Diddums

Senior MPs and Foreign Office officials have raised concerns about the UK’s ability to conduct its next six-month presidency of the EU – scheduled for the second half of 2017 – because it is likely to coincide with an in/out referendum if the Tories win the next general election.

We mustn’t decide our own future because it will embarrass the mandarins.

Fuck ’em.

9 thoughts on “Diddums”

  1. Referendum would turn UK’s presidency of EU into a ‘farce’

    Farce is business as usual in the EU though.

    the issue is already causing headaches within the Foreign Office, which is in the initial stages of planning the next UK term as president, amid growing uncertainty about whether the country will even be in the EU after 2017.

    If the Foreign Office was infiltrated and co-opted by our enemies, how would we be able to tell?

    the ability of UK ministers to serve as neutral chairpersons of EU meetings would be in serious question.

    I think I see the problem here. Some wibbling idiots have inserted the customary loony-pencils too far up their nasal passages, and the eraser tips are tickling their brains.

    You don’t actually have to be “neutral”, you maroons. Just say you are while advancing your own agenda to whatever extent you can. Like what France and every other country worth its salt does.

    Seriously, how the hell do you get to be a “mandarin” without mastering double-talk and hypocrisy?

    if the prime minister finds himself recommending a British exit it will be unworkable

    If David Cameron finds himself caught up in the misadventures of a group of time travelling dwarves like in Time Bandits, that might be unworkable too.

    Sir Menzies Campbell, the former Liberal Democrat leader and a member of the foreign affairs select committee, said

    Arg blarg! Federal Europe! Snarg.

    Cameron has made clear in recent months that, if he cannot renegotiate the UK’s membership, including changes to the EU’s founding principle of “freedom of movement”, then he may be prepared to recommend an exit in a referendum.

    He also hasn’t ruled out finding that wardrobe that leads to Narnia.

    Let’s have a bit of perspective though. The presidency of the Council of the European Union is so important that, for the coming year, it will be held by Latvia and then Luxembourg.

    Which is to say it matters about as much as who gets on the judging panel for Strictly Come Dancing. Except that judges on Strictly get to take actual decisions.

  2. Steve good point,

    Either it doesn’t matter because every flag gets an equal crack irrespective of population size. Or it does matter and everyone pushes their agenda for all its worth. Well if its the first – UK referendum and UK presidency don’t collide as you say.
    If its the second, the UK referendum doesn’t change anything because UK get to push its agenda for all its worth and the mandarins can do what they are told.
    That said I can still understand why this will be a ‘thing’. It can vbe spun all sorts of different ways.
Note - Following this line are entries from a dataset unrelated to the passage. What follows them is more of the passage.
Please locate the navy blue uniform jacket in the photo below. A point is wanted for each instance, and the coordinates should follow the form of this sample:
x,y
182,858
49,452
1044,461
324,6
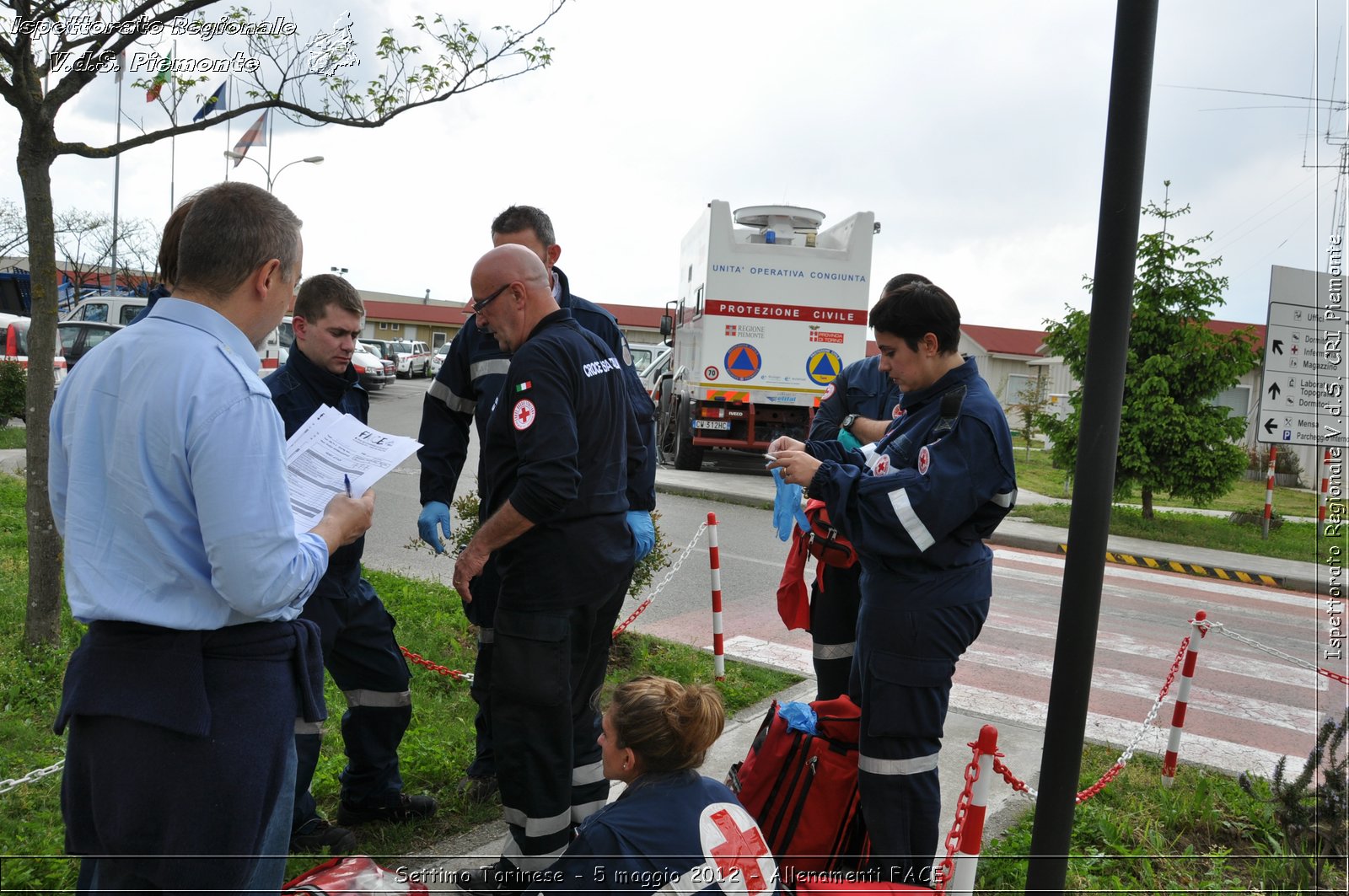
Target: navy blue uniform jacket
x,y
470,381
916,507
297,389
860,389
560,447
665,828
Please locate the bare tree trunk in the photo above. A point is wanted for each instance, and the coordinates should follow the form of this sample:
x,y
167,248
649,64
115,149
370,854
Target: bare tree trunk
x,y
35,157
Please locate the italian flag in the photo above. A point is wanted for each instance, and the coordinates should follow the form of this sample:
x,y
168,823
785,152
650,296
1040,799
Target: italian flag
x,y
162,78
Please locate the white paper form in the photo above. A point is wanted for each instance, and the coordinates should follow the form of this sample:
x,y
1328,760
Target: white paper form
x,y
328,449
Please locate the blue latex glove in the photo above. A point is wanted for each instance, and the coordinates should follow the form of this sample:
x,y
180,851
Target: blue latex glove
x,y
787,505
644,530
435,513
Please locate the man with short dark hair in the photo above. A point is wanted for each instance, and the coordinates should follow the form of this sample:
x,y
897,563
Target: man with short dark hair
x,y
462,395
556,462
168,483
168,260
357,632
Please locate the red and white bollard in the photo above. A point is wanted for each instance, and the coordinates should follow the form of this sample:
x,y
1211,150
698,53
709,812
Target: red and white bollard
x,y
971,834
1325,487
1197,630
1274,453
714,556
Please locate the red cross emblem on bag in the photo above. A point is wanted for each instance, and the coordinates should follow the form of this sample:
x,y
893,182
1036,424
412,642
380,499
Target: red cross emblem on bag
x,y
735,850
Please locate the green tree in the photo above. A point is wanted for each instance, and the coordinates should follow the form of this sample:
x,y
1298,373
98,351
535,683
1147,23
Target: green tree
x,y
1171,437
51,51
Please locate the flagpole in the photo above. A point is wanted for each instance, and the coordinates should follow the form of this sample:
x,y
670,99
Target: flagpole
x,y
228,121
116,174
271,132
173,138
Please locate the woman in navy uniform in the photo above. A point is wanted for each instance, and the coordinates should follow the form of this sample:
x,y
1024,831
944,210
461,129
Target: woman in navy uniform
x,y
916,507
671,828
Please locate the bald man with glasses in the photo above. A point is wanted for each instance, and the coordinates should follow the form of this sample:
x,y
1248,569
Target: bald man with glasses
x,y
462,399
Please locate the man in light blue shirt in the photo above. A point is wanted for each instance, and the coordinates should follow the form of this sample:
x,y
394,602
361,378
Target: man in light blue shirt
x,y
168,483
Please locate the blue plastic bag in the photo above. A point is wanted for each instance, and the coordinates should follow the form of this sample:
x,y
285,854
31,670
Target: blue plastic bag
x,y
787,507
799,716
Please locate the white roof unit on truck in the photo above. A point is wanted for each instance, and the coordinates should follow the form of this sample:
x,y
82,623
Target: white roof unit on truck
x,y
769,311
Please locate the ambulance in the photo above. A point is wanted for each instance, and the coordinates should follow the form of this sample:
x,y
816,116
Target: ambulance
x,y
769,311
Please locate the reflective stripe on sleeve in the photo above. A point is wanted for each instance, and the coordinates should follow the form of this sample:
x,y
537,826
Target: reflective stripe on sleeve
x,y
593,774
586,810
489,368
529,864
916,765
452,401
308,727
539,826
910,520
378,698
833,651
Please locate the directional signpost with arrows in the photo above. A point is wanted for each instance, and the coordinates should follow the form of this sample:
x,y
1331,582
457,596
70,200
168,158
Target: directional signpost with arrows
x,y
1297,365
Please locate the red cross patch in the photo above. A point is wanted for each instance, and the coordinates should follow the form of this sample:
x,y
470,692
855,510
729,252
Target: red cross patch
x,y
523,416
734,846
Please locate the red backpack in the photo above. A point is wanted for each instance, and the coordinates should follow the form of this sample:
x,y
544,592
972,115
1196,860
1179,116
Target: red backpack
x,y
802,788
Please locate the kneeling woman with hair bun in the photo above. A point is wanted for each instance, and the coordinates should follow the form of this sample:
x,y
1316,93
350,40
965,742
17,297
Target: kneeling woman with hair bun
x,y
672,829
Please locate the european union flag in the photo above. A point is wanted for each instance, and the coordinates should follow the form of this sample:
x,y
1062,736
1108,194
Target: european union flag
x,y
216,103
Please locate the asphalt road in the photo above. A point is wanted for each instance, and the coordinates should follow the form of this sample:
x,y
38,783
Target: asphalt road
x,y
1247,707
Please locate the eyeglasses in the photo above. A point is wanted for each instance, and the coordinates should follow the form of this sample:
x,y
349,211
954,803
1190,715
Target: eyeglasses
x,y
479,304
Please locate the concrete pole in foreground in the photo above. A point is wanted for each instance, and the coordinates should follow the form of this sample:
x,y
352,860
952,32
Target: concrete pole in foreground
x,y
1099,440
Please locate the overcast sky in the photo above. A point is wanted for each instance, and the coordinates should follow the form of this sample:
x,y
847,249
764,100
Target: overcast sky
x,y
975,131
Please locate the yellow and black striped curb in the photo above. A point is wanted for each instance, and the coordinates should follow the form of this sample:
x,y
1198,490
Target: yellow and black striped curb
x,y
1191,568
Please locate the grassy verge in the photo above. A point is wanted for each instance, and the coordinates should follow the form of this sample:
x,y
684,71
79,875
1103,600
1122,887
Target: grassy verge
x,y
435,752
1204,834
1036,473
1290,540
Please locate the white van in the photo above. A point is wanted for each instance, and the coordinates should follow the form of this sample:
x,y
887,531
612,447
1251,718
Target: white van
x,y
108,309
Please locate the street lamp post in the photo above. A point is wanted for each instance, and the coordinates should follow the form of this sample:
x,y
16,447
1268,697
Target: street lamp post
x,y
271,181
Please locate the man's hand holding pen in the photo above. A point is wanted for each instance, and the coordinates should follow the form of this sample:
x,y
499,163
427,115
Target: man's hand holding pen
x,y
346,518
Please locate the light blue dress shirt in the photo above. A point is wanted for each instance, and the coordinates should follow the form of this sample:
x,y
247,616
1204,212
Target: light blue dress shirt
x,y
168,480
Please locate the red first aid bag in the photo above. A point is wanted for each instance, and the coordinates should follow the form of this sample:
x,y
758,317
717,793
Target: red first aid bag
x,y
802,788
355,875
827,544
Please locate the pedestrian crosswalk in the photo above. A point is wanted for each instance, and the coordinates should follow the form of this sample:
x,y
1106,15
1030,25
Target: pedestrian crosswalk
x,y
1247,709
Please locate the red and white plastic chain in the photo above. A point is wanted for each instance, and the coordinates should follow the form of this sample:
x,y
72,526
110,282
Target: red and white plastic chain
x,y
663,582
1228,633
454,673
1022,787
942,873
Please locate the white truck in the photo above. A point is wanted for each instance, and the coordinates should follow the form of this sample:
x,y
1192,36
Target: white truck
x,y
769,309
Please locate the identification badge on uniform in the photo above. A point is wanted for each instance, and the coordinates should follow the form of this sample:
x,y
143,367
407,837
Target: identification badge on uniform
x,y
523,416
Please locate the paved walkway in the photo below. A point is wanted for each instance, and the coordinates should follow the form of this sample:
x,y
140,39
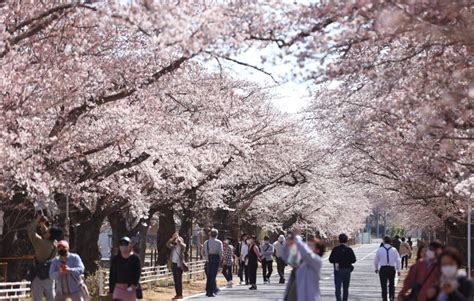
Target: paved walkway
x,y
365,283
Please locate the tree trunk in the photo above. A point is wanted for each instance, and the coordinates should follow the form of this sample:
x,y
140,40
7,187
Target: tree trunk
x,y
166,228
86,242
185,230
118,224
235,227
142,232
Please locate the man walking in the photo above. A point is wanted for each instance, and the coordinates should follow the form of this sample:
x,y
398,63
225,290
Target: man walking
x,y
227,261
267,259
343,258
45,251
387,264
213,254
405,253
241,253
279,246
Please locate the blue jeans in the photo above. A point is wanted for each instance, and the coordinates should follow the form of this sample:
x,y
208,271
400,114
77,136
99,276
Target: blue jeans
x,y
213,267
342,277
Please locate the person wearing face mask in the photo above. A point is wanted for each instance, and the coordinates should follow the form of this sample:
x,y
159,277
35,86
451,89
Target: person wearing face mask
x,y
453,284
44,246
213,251
267,259
387,264
303,284
241,253
125,270
177,263
253,259
66,269
278,246
227,261
423,275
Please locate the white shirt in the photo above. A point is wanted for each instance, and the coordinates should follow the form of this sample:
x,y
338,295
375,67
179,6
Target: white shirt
x,y
175,254
244,251
381,257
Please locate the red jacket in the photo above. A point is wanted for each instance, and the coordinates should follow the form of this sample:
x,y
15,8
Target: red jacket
x,y
417,274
  3. ‘Senior MPs and Foreign Office officials have raised concerns …’

    via google translate:

    One or two Foreign office staff have unethically, anonymously and possibly illegally colluded with a handful of superannuated politicians to shout ‘the sky is falling’ for their own personal political agenda.

  4. In other slightly related news, an extreme left party is likely to win an impending snap election in Greece. Happy times.
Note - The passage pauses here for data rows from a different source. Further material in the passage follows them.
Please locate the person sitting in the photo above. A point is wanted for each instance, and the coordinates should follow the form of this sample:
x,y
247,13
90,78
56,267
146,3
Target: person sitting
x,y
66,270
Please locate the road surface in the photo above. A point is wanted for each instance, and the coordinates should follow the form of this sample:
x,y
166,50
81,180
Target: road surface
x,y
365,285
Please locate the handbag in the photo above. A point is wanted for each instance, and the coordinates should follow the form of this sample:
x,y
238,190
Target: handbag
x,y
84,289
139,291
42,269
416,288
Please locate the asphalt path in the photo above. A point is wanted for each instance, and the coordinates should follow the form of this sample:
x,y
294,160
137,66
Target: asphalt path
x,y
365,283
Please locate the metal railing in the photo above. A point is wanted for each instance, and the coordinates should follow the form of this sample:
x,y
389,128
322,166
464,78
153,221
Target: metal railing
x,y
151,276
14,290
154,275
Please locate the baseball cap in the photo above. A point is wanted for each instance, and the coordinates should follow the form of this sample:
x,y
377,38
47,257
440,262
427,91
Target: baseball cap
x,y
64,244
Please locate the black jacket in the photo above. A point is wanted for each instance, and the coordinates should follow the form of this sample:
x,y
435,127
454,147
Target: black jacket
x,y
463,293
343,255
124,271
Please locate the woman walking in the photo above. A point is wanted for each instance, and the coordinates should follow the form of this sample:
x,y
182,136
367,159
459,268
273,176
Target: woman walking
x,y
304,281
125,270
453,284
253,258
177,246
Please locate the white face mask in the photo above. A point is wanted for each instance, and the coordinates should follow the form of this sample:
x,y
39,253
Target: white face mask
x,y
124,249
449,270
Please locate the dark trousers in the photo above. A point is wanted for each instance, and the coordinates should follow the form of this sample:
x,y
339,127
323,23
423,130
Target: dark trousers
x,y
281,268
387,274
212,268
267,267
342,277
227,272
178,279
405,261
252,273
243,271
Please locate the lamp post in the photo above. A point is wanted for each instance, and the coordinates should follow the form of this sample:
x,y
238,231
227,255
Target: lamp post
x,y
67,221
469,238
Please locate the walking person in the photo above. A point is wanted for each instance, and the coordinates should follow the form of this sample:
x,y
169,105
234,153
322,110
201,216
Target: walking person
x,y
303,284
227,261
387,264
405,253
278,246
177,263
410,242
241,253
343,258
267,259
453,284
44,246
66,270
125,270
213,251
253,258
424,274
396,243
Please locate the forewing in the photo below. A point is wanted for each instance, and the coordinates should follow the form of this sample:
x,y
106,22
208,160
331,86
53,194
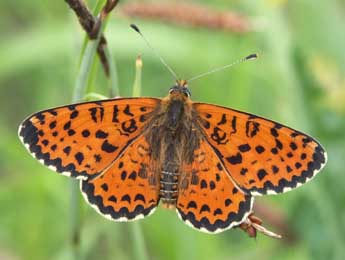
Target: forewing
x,y
81,140
262,156
128,189
208,200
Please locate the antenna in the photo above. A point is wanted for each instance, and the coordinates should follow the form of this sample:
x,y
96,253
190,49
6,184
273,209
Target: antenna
x,y
135,28
249,57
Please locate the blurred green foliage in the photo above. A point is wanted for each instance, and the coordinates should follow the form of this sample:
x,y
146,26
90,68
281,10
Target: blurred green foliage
x,y
299,80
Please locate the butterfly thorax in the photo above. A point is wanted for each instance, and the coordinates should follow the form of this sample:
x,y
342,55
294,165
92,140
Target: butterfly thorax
x,y
173,143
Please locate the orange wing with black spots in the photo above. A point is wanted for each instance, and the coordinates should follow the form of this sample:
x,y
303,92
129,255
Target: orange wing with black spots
x,y
128,189
81,140
208,200
262,156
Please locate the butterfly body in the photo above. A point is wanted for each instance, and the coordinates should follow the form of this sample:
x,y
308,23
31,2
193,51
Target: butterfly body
x,y
206,161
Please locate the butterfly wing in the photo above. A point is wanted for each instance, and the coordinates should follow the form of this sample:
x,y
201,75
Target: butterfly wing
x,y
128,189
81,140
208,200
262,156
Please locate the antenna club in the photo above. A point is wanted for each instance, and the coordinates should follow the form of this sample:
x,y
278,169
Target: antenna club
x,y
135,28
181,83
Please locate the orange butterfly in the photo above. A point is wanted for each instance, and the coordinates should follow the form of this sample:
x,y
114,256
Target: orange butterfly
x,y
206,161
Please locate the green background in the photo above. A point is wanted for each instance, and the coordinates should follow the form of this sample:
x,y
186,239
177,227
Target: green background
x,y
299,80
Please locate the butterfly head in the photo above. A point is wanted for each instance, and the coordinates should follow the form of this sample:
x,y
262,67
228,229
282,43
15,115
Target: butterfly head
x,y
180,90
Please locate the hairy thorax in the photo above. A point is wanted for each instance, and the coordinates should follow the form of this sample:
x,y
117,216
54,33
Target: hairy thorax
x,y
173,138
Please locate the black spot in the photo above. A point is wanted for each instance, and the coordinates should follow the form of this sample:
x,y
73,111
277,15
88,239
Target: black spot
x,y
219,166
79,157
244,148
205,208
252,128
52,112
120,165
212,185
104,187
67,125
67,150
303,156
194,179
274,132
71,132
203,184
40,117
140,197
53,147
127,111
93,112
97,157
71,107
142,171
142,118
52,125
107,147
133,175
244,171
218,211
274,150
275,169
223,120
129,126
74,114
126,198
293,146
279,145
261,174
306,140
206,124
123,175
259,149
289,154
112,198
233,125
115,114
227,202
85,133
236,159
192,204
101,135
294,134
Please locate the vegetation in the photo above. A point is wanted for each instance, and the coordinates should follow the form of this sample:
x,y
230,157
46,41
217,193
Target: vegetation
x,y
298,80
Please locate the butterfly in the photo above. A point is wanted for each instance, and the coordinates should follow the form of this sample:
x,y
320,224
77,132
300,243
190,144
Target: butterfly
x,y
206,161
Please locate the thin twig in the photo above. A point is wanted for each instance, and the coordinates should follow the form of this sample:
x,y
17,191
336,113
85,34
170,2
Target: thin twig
x,y
139,248
91,25
189,14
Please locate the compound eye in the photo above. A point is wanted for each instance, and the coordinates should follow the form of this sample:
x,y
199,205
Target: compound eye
x,y
187,93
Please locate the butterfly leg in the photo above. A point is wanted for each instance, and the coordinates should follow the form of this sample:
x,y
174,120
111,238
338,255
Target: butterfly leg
x,y
253,224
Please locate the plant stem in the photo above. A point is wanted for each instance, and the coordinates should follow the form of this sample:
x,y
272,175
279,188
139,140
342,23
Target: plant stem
x,y
140,252
137,81
87,60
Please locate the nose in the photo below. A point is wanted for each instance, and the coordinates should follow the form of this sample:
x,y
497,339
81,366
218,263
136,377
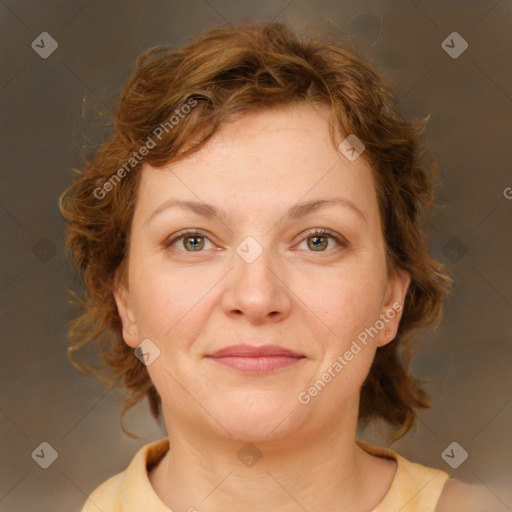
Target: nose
x,y
257,289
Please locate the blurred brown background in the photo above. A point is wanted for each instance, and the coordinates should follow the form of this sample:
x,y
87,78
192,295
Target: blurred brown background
x,y
50,120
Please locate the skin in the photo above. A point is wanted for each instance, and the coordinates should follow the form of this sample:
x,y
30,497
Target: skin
x,y
311,301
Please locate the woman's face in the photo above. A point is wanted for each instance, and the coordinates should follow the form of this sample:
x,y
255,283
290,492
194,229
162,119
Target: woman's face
x,y
255,275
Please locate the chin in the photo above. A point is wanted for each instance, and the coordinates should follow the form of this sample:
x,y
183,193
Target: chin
x,y
258,420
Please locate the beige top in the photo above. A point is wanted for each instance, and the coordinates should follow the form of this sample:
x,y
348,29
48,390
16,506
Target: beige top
x,y
415,488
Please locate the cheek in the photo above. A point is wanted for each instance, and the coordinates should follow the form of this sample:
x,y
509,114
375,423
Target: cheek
x,y
345,302
166,300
    Though the BBC rather coyly refers to them as ‘radical’.

  5. Rob: I think that Putin must be monitoring this blog because fred suggested precisely this type of covert intervention by the rusks* in the Vova thread yesterday.
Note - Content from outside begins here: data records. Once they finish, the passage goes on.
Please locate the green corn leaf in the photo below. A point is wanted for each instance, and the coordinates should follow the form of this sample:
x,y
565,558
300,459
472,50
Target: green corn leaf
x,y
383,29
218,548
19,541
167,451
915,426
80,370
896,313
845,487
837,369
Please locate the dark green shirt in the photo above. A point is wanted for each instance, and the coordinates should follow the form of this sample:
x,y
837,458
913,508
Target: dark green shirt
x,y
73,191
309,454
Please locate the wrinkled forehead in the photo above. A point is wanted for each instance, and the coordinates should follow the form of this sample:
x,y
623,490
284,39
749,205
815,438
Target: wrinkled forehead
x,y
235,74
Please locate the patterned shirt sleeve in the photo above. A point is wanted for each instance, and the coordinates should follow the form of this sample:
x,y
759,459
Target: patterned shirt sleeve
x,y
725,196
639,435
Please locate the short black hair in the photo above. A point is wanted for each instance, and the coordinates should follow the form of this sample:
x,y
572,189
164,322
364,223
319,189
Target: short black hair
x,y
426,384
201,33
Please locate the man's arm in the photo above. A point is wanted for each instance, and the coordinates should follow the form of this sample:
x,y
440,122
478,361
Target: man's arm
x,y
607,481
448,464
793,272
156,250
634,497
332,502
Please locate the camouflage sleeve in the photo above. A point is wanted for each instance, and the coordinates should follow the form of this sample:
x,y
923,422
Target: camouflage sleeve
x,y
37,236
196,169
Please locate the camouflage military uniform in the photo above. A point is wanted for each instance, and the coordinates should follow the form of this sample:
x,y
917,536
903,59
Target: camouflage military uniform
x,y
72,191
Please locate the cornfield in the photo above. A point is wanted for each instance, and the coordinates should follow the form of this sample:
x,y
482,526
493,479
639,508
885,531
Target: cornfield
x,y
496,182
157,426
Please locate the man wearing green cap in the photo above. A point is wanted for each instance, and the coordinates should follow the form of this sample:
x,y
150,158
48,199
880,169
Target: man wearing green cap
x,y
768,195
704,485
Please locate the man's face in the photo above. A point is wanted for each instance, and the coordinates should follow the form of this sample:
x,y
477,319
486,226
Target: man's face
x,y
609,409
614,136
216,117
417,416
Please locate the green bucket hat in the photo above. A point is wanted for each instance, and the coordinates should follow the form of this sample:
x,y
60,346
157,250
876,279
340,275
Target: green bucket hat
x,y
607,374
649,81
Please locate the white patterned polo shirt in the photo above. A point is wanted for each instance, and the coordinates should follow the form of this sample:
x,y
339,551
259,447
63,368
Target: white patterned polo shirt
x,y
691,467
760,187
    *UKIP approved terminology

  6. @ Steve
    It was: Burgess and Maclean were foreign office officials during WWII and throughout the Attlee government.

  7. Hallowed Be – It can vbe spun all sorts of different ways.

    Yes. Pretty much any action or inaction of government can be spun.

    If I was David Cameron – and I’m assuming he actually wants to hold his promised referendum here – I’d just shrug, smirk, and say something along the lines of “Nah” when the inevitable accusations are made about a conflict of interests. Basically deploy a British translation of Ronald Reagan’s famous “there you go again…” put-down.

    The tendency of modern politicians to frantically spin and counter-spin, to be obsessively on message and po-faced at all times, is counterproductive. Usually trivial stuff like this only becomes an issue when you permit yourself to get dragged into convoluted denials.

    The man in the street doesn’t actually know or give a fuck about which country holds the presidency of the Council of the European Union, or indeed half the other “issues” that government spokesmen feel compelled to pop up and react to on a daily basis like pinstriped jack-in-the-boxes.

    So Cameron should give amused mastery a try: next time the Beeb, or Labour, or the Guardian, accuses him of some horrible misdeed, just give them the brush off and react as if their accusation is silly and juvenile. Don’t take them seriously: they *hate* that, and voters inclined to support the Conservatives would love it.

    john77 – if only it was limited to them.